Wednesday, November 5, 2008

The Orion Nebula

Orion emerges as the nights grow cold. Nestled in his sword lies a stellar nursery, newborn stars so brilliantly blue-white I expect to hear noise as I gaze in the eyepiece.

The Great Nebula in Orion, a fantastic cloud of glowing hydrogen, lies 1500 light years away; hydrogen atoms excited by the ultraviolet light of infant stars, spitting photons as the hydrogen molecules relax. For over a millennium the photons travel through the emptiness, finally piercing through our atmosphere, then bouncing off my mirror.

1500 years going one direction, an instant in reverse.

The fantastic greenish structure, a green spidery web, a puff of smoke, crosses the eyepiece, moving with the deliberation of an aging ocean-liner, a reminder that I am on a planet that insists on spinning. I feel dizzy, break away from the eyepiece, steadying my gaze on the warm glow of a neighbor's window, trying not to fog up my eyepiece with my breath.
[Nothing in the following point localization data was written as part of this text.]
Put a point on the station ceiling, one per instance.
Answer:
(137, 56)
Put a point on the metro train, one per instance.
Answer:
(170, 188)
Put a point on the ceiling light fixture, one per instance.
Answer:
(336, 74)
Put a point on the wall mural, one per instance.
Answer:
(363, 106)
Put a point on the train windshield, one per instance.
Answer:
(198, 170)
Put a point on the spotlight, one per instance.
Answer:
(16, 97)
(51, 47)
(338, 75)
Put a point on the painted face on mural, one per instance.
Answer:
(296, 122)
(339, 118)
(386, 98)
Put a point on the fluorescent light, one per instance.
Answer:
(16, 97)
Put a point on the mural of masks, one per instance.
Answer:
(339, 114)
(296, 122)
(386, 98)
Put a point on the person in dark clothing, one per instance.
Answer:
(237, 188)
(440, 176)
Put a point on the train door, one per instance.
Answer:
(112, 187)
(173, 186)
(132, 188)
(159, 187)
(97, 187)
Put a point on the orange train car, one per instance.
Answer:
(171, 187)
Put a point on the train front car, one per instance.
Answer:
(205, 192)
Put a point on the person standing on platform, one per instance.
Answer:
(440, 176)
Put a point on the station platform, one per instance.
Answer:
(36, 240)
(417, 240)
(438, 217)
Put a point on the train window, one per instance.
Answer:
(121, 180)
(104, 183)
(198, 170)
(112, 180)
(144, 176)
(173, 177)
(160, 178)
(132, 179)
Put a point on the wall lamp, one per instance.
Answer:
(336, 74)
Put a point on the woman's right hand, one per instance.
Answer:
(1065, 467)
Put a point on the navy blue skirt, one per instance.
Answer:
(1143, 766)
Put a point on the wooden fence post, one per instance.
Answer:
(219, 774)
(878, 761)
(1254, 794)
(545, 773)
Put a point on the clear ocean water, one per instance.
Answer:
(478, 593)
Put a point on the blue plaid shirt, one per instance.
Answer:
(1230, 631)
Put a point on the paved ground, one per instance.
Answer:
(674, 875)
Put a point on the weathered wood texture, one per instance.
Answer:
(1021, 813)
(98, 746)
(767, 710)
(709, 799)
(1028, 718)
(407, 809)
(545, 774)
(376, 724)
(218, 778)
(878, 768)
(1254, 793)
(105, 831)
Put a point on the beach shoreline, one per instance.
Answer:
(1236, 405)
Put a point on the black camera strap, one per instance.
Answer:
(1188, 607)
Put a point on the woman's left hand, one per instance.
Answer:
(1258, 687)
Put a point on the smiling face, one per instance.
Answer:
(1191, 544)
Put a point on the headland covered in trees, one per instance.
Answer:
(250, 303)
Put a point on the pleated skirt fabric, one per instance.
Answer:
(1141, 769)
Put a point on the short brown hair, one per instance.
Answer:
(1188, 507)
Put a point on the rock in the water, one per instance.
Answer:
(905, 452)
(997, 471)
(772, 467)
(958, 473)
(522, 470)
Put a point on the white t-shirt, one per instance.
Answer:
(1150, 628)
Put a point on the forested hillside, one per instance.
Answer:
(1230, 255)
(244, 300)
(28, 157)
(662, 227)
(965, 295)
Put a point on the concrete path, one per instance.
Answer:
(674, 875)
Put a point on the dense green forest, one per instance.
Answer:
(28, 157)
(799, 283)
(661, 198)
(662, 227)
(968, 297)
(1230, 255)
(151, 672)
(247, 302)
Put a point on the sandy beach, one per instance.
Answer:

It is cold tonight.

You can see it naked eye--a blush in Orion's sword, a little cloud, a nebula. Orion rules the wintry skies in the Northern hemisphere. Betelgeuse, the single biggest object I will see as I breathe, lies in the same constellation, a glowing red eye, complemented by the fiery blue of Rigel.

I went to elementary school in the States; I did not know the Great Nebula existed.
I went to high school in the United States, I never looked for the Great Nebula.
In college, I never talked to anyone about the Great Nebula.

Science gets a little funny about this, but we are all made of stardust. The Earth formed from the remnants of star formation. Man is of the dust, the dust from the stars.

(Ah, the crusty words of a cranky Christian? A pagan myth? No, the creation story of modern science...the pieces fit almost too well--the ancients preceding us were wiser than we know.)

Those of you who have gazed upon the Great Nebula know how words fail its description, the haunting glow of unexpected energy, mirroring the source of our creation. For those of you, particularly the young, who have missed the eerie glow, find someone to show it to you.

For all the marvel of words and videos and music and cell phones, some things, though visible, remain beyond our comprehension.